Ancient Levantine States


Israelites & Israel

Today's Israel and Palestine are irrevocably linked in terms of their history. The former was carved out of a large proportion of the already-expanded latter from 1948. Before that though lies four thousand years of history, sometimes recorded, sometimes alluded to, and sometimes a complete mystery. Unpicking it to establish a relatively stable story has been the work of decades, and even today there are differences of opinion regarding many of the details.

The region in which both names came to be created was Canaan, the long Mediterranean coast between ancient Syria and Egypt which today is known as the Levant. Various independent or united Semitic-speaking city states formed in this region from around 3000 BC onwards, reaching a peak of independent development in the second millennium BC. It was during the climate-induced social collapse of the late thirteenth century BC that both a state known as Israel and a region known as Palestine emerged, giving both terms similar founding dates (very approximately), with the Phoenicians emerging to the immediate north during the same period.

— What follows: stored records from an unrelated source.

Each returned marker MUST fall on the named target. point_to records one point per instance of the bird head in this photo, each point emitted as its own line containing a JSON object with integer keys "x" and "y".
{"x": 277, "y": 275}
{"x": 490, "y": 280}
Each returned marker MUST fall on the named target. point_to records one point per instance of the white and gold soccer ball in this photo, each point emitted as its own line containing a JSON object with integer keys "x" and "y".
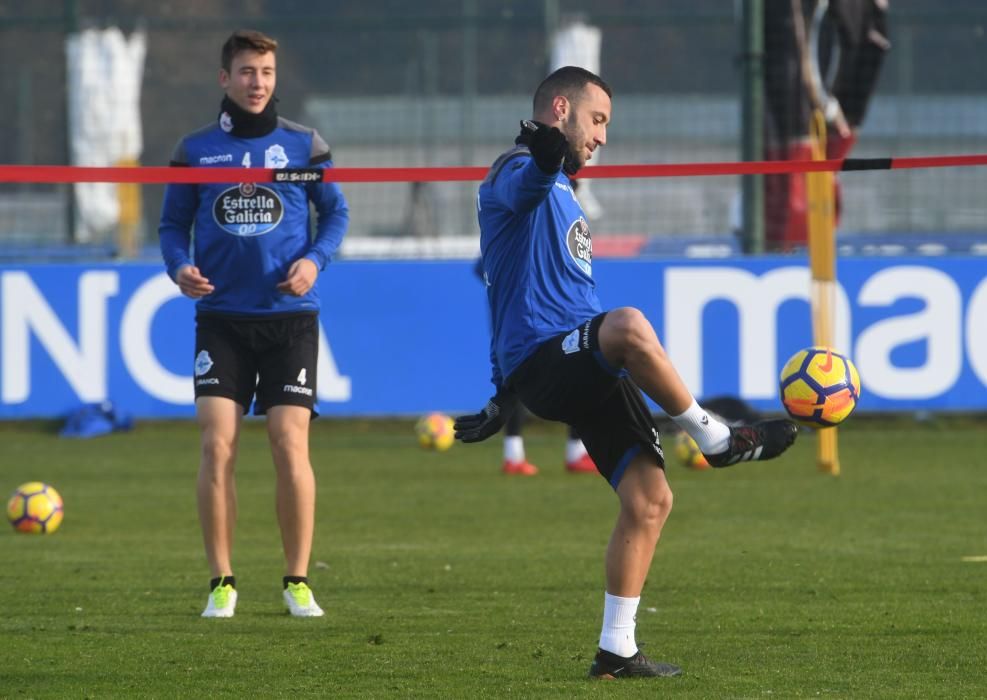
{"x": 435, "y": 432}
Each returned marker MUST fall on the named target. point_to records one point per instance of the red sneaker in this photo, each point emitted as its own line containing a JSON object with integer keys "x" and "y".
{"x": 522, "y": 468}
{"x": 583, "y": 464}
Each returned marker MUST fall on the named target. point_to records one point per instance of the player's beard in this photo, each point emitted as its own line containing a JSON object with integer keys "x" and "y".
{"x": 571, "y": 163}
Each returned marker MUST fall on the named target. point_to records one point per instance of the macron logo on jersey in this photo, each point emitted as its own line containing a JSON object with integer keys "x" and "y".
{"x": 210, "y": 160}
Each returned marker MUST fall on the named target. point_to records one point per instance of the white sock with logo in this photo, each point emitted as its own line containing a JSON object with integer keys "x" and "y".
{"x": 619, "y": 621}
{"x": 710, "y": 434}
{"x": 514, "y": 448}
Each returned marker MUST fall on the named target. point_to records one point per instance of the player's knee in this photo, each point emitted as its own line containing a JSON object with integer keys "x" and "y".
{"x": 218, "y": 453}
{"x": 652, "y": 508}
{"x": 631, "y": 331}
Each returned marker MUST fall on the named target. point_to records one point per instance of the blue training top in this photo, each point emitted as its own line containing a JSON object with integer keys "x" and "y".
{"x": 247, "y": 235}
{"x": 537, "y": 255}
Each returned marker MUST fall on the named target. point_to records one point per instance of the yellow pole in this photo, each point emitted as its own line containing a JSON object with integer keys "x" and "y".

Then came the Jewish Diaspora and the age of great empires in the form of the Persians, Greeks, Romans, Eastern Romans, Islam, and the Ottomans, until the twentieth century saw the most recent phase of empire-building come to an end and individual sovereign states emerge.

The term 'Israelite' is often used interchangeably with the terms 'Hebrew' and 'Jew', but these terms are not strictly interchangeable. The specific term 'Israelites', or 'people of Israel', is best used only for periods after the followers of Yahweh undertook their exodus from Egypt. It can also be used conveniently for the earlier period in which these people were subject to patriarchs (approximately between the eighteenth and sixteenth centuries BC).

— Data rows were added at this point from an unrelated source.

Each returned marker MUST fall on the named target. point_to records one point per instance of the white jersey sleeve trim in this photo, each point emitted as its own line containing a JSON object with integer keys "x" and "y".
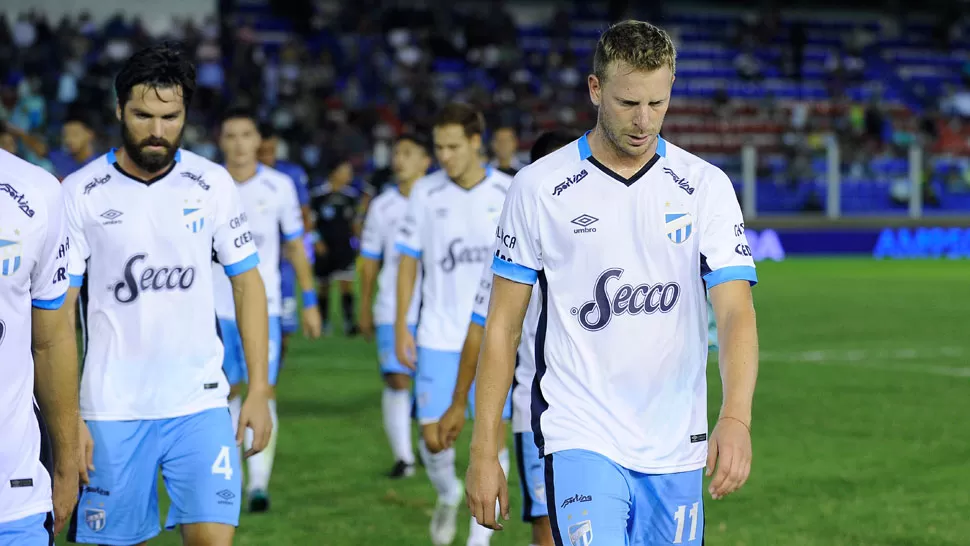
{"x": 514, "y": 272}
{"x": 403, "y": 249}
{"x": 287, "y": 237}
{"x": 242, "y": 266}
{"x": 731, "y": 273}
{"x": 49, "y": 305}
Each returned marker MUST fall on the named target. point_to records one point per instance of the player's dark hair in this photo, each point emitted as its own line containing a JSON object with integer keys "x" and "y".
{"x": 239, "y": 112}
{"x": 419, "y": 140}
{"x": 160, "y": 66}
{"x": 266, "y": 130}
{"x": 467, "y": 117}
{"x": 549, "y": 142}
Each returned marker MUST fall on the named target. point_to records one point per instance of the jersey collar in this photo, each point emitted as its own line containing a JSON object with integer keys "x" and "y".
{"x": 587, "y": 154}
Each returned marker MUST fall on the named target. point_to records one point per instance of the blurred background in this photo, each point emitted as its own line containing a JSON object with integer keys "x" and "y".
{"x": 826, "y": 108}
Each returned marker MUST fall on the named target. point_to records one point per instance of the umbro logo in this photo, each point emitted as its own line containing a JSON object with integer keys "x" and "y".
{"x": 111, "y": 215}
{"x": 584, "y": 221}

The term loses its accuracy after the united kingdom of Israel under David and Solomon divided into the kingdoms of Samaria and Judah around 927 BC. The Old Testament tends usually to use the term 'Hebrew' for the entire period before 1000 BC, but it is best to avoid it here due to controversy surrounding its origins (regarding whether it descends from 'Eber', the ancestor of Abraham, or habiru, a general term for brigands and the dispossessed).

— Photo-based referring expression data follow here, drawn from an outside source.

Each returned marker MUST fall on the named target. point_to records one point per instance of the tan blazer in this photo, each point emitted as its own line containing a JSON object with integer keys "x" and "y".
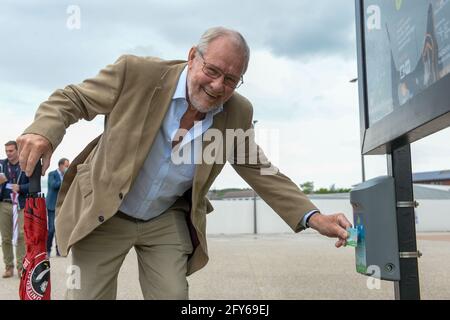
{"x": 134, "y": 93}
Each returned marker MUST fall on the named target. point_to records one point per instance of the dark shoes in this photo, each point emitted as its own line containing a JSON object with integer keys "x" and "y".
{"x": 9, "y": 272}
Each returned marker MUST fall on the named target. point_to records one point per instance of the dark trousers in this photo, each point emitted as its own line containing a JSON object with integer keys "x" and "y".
{"x": 51, "y": 231}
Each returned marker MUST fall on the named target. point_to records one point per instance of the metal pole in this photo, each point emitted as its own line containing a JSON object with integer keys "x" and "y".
{"x": 399, "y": 166}
{"x": 363, "y": 169}
{"x": 255, "y": 228}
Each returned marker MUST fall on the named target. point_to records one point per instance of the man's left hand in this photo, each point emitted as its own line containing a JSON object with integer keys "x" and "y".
{"x": 333, "y": 226}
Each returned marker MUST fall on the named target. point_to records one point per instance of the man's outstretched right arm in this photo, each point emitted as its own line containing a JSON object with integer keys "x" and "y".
{"x": 65, "y": 107}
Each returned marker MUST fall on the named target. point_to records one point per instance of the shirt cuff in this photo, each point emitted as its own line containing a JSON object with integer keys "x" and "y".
{"x": 304, "y": 222}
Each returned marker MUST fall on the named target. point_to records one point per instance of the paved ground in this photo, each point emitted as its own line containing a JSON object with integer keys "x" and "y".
{"x": 281, "y": 266}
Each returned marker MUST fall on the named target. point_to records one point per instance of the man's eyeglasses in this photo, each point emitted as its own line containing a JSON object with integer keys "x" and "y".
{"x": 214, "y": 72}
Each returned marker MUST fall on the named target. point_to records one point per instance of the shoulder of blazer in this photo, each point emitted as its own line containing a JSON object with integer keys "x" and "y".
{"x": 239, "y": 110}
{"x": 148, "y": 69}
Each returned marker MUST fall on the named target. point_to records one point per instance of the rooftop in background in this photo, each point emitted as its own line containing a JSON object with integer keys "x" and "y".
{"x": 421, "y": 191}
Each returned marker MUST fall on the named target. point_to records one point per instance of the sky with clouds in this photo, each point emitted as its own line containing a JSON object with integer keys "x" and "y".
{"x": 303, "y": 54}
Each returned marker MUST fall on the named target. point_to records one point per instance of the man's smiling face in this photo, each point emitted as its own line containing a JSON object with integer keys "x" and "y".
{"x": 204, "y": 92}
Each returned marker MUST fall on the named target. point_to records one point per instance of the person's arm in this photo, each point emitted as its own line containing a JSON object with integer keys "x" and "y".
{"x": 65, "y": 107}
{"x": 23, "y": 184}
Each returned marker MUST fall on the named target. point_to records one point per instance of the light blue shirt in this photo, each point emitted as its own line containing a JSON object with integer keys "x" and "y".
{"x": 161, "y": 181}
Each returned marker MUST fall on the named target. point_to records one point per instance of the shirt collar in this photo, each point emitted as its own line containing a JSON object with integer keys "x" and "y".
{"x": 180, "y": 91}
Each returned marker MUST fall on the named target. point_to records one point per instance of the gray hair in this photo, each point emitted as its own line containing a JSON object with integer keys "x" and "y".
{"x": 217, "y": 32}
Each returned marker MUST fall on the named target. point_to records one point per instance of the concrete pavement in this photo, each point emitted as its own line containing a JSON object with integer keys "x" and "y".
{"x": 279, "y": 266}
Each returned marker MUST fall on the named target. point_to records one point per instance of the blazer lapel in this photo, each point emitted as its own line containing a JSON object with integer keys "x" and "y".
{"x": 203, "y": 170}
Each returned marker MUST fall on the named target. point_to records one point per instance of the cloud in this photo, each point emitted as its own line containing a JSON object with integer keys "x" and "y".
{"x": 40, "y": 50}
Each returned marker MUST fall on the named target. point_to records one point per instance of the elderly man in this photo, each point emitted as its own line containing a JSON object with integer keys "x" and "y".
{"x": 124, "y": 190}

Phoenicians shifting cedarwood from shore to land

(Information by Peter Kessler and from the John De Cleene Archive, with additional information by Sean Bambrough & Wayne McCleese, from The Amarna Letters, William L Moran (1992), from the Illustrated Dictionary & Concordance of the Bible, Geoffrey Wigoder (Gen Ed, 1986), from Jewish War & Jewish Antiquities, Flavius Josephus, from Unger's Bible Dictionary, Merrill F Unger (1957), from Easton's Bible Dictionary, Matthew George Easton (1897), from Egypt, Canaan and Israel in Ancient Times, Donald Redford (Princeton University Press, 1992), and from External Links: Encyclopædia Britannica, and Bible Atlas.)

Roman Province of Judea
AD 44 - 136
Incorporating Roman Procurators of Judea (AD 44-70) & Roman Legates of Judea (AD 70-135)

The early Israelites were able to form a kingdom of Israel in the late eleventh century BC, although it quickly divided into Samaria and Judah. Both kingdoms were conquered, Samaria by the Assyrians in 721 BC and Judah by its Babylonian overlords in 586 BC, but it would be the latter which survived in terms of its identity even amongst the Jewish Diaspora.

Babylon's Yehud province commanded Judah from the north of its territory owing to a devastated Jerusalem. Babylonian control was replaced by that of Persia, the Greek empire, Ptolemaic Egypt, and the Seleucid empire in Syria, before a second century BC Judean revolt gave Jerusalem freedom of a sort. The mainly-independent Jewish Hasmonaean state enduring a troubled century of existence before its nominal masters, the Seleucids, fell and Rome took over as a much more hands-on overlord.

Pompey 'the Great', besieged Jerusalem in 64-63 BC to end independence, although Jerusalem retained autonomy under the retained Hasmonaean rulers. Backed by Rome, Herod of Idumaea then fought a bitter three-year war to gain the blessing of his Roman masters to be able to rule in Jerusalem, founding his own Herodite dynasty. Herod very much had his own empire-building interests in mind but Rome also needed him, to hold together a tumultuous region which was full of messianic claimants and prophesies. Ultimately his successors were less successful than him in many regards, and it was Emperor Claudius who placed a Roman procurator in charge of the newly-formed province of Judea (or 'Judaea', the Greek (Seleucid) variation).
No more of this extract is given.